We provide IT Staff Augmentation Services!

Data Scientist Resume

Fermont, CA

PROFESSIONAL SUMMARY:

  • Over 8 years of strong experience in Data Science, Machine Learning, Data mining with large data sets of Structured and Unstructured data, Data Acquisition, Data Validation, Predictive modeling, Statastical modeling, Data modeling, Data Visualization, Web Crawling, Web Scraping. Adept in statistical programming languages like R and Python, SAS, Apache Spark, Matlab including Big Data technologies like Hadoop, Hive, Pig.
  • Excellent knowledge of Machine Learning, Mathematical Modeling and Operations Research. Comfortable with R, Python, SAS and Weka, MATLAB, Relational databases.
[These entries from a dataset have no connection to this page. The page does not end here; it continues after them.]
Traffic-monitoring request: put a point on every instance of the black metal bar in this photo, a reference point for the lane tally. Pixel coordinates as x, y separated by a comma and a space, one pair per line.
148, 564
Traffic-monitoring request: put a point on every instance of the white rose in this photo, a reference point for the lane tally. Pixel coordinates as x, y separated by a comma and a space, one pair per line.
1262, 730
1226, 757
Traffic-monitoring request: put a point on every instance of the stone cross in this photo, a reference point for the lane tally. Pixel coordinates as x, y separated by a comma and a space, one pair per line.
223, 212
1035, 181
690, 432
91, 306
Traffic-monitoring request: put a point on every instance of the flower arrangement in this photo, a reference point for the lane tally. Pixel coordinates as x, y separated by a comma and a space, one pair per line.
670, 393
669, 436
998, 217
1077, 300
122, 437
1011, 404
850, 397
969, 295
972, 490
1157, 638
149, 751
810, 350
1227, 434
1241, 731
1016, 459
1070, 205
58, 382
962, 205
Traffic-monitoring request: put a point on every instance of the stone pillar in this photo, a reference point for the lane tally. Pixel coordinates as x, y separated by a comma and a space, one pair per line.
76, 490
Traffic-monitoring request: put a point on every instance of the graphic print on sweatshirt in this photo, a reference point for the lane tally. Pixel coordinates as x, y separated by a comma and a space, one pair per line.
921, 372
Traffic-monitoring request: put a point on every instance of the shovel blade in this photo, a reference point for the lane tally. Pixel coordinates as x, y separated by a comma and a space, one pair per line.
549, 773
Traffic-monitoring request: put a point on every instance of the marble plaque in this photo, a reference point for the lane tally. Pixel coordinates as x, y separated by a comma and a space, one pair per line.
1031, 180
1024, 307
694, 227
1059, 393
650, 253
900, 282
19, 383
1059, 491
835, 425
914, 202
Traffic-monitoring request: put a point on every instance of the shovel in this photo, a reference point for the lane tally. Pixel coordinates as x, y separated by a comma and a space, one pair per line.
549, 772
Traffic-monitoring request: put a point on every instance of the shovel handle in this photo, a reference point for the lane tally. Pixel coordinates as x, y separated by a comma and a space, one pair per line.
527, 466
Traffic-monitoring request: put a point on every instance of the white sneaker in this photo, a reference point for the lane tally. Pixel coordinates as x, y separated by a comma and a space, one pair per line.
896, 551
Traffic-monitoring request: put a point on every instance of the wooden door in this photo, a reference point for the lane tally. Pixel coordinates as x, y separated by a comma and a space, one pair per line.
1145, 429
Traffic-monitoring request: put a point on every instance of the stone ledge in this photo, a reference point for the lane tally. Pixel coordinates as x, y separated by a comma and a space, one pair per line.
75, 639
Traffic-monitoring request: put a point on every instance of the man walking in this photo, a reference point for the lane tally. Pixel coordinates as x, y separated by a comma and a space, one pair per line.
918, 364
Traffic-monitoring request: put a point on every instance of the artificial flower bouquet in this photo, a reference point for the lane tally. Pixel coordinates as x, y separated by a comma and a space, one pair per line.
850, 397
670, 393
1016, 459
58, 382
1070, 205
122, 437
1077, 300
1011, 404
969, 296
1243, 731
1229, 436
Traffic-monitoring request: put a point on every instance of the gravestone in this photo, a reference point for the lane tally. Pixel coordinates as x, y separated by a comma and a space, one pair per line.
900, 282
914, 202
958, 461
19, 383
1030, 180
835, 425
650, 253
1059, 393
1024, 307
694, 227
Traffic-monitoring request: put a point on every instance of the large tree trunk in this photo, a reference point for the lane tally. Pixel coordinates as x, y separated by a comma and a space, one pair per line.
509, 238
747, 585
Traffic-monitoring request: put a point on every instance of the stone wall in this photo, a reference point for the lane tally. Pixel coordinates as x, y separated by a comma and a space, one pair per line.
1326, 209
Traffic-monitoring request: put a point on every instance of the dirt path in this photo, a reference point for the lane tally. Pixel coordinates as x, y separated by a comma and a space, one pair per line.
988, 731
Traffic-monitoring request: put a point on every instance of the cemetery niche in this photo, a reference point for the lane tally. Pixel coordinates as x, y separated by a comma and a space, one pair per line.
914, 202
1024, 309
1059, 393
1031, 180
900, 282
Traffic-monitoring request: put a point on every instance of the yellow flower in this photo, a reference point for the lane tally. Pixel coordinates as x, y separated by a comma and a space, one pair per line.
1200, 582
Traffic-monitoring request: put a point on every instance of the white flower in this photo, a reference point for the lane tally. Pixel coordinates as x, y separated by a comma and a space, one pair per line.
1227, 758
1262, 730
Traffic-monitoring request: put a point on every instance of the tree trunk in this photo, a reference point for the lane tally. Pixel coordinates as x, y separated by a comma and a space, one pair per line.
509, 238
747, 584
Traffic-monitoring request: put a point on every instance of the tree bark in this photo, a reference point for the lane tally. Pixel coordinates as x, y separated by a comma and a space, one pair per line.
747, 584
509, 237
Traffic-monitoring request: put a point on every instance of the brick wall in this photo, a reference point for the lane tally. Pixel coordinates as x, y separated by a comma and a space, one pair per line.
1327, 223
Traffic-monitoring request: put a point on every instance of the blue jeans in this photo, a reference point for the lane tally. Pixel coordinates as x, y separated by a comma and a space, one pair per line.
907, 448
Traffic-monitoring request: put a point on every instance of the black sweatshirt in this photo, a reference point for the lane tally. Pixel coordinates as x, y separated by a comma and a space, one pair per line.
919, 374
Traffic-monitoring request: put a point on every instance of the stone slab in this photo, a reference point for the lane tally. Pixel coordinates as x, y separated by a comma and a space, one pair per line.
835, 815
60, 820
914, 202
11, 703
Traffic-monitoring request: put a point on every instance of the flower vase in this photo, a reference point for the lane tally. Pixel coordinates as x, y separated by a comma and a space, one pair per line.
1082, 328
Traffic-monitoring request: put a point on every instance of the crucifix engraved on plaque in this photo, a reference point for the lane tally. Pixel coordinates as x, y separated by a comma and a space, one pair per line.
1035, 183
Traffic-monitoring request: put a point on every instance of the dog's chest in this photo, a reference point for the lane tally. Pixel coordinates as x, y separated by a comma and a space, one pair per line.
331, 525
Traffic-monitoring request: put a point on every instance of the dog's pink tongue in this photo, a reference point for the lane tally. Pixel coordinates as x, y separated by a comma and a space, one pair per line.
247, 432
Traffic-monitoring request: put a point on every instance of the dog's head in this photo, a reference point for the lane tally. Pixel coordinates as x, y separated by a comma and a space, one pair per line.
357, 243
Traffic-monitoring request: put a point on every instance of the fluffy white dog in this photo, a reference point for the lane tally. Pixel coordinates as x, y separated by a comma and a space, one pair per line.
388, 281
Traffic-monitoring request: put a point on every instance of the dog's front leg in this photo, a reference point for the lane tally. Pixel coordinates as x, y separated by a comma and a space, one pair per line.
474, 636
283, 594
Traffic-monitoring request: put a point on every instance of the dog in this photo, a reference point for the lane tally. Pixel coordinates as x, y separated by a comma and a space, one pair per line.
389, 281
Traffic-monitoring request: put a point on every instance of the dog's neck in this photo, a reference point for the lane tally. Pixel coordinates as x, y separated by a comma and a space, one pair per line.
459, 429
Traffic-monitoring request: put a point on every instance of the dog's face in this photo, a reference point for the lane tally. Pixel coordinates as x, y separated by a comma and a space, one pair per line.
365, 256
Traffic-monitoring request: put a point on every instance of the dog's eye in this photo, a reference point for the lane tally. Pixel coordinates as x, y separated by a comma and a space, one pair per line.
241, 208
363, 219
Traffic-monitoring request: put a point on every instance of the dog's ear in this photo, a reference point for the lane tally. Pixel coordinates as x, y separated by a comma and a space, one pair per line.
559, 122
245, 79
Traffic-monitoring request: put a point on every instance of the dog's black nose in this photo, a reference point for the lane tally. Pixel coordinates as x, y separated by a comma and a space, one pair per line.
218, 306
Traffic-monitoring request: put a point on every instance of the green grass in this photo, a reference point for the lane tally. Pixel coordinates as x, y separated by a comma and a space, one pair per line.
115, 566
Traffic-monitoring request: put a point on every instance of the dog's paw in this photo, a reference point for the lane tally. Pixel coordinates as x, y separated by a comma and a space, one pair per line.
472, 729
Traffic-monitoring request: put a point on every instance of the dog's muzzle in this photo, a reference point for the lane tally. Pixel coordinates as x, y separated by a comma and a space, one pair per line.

Deep understanding & exposure of Big Data Eco - system.
  • Experienced on data architecture including data ingestion pipeline design, Hadoop information architecture, data modeling and data mining, machine learning and advanced data processing.
  • Deep analytics and understanding of Big Data and algorithms using Hadoop, MapReduce, NoSQL and distributed computing tools.
  • Expertise in synthesizing Machine learning, Predictive Analytics and Big data technologies into integrated solutions.
  • Experienced in Dimensional Data Modeling experience using Data modeling, Relational Data modeling, ER/ Studio, Erwin, and Sybase Power Designer, Star Join Schema/Snowflake modeling, FACT & Dimensions tables, Conceptual, Physical & logical data modeling.
  • Hands on experience in implementing LDA, Naive Bayes and skilled in Random Forests, Decision Trees, Linear and Logistic Regression, SVM, Clustering, neural networks, Principle Component Analysis.
  • Expertise in managing entire data science project life cycle and actively involved in all the phases of project life cycle including data acquisition, data cleaning, data engineering, features scaling, features engineering, statistical modeling (decision trees, regression models, neural networks, SVM, clustering), dimensionality reduction using Principal Component Analysis and Factor Analysis, testing and validation using ROC plot, K- fold cross validation and data visualization.
  • Experienced in writing Pig Latin scripts, MapReduce jobs and HiveQL.
  • Extensively used SQL, Numpy, Pandas, Scikit-learn, Spark, Hive for Data Analysis and Model building.
  • Extensively worked on ERWIN tool with all features like REVERSE Engineering, FORWARD Engineering, SUBJECTAREA, DOMAIN, Naming Standards Document etc.
  • Experience in using various packages in Rand python like ggplot2, caret, dplyr, Rweka, gmodels, RCurl, tm, C50, twitteR, NLP, Reshape2, rjson, plyr, pandas, numpy, seaborn, scipy, matplotlib, scikit-learn, Beautiful Soup, Rpy2.
  • Excellent and experience and knowledge of Machine Learning, Mathematical Modeling and Operations Research. Comfortable with R, Python, SAS and Weka, MATLAB, Relational databases. Deep understanding & exposure of Big Data Eco-system.
  • Experienced in importing and exporting the data using Sqoop from HDFS to RelationalDatabase systems/ mainframe and vice-versa.
  • Extensively worked on Sqoop, Hadoop, Hive, Spark, Cassandra to build ETL and Data Processing systems having various data sources, data targets and data formats
  • Strong experience and knowledge in Data Visualization with Tableau creating: Line and scatter plots, Bar Charts, Histograms, Pie chart, Dot charts, Box plots, Time series, Error Bars, Multiple Charts types, Multiple Axes, subplots etc.
  • Experienced with Integration Services (SSIS), Reporting Service (SSRS) and Analysis Services (SSAS)
  • Expertise in Normalization to 3NF/De-normalization techniques for optimum performance in relational and dimensional database environments.
  • Extensive experienced on ERModeling, Dimensional Modeling (StarSchema, SnowflakeSchema) and Data warehousing and OLAP tools.
  • Expertise in data base programming (SQL, PLSQL) XML, DB2, Informix, Teradata, Data base tuning and Query optimization.
  • Experience in designing, developing, scheduling reports/dashboards using Tableau and Cognos.
  • Expertise in performing data analysis and data profiling using complex SQL on various sources systems including Oracle and Teradata.

TECHNICAL SKILLS:

Database Design Tools and Data Modeling: Fact & Dimensions tables, physical & logical data modeling, Normalization and De-normalization techniques, Kimball.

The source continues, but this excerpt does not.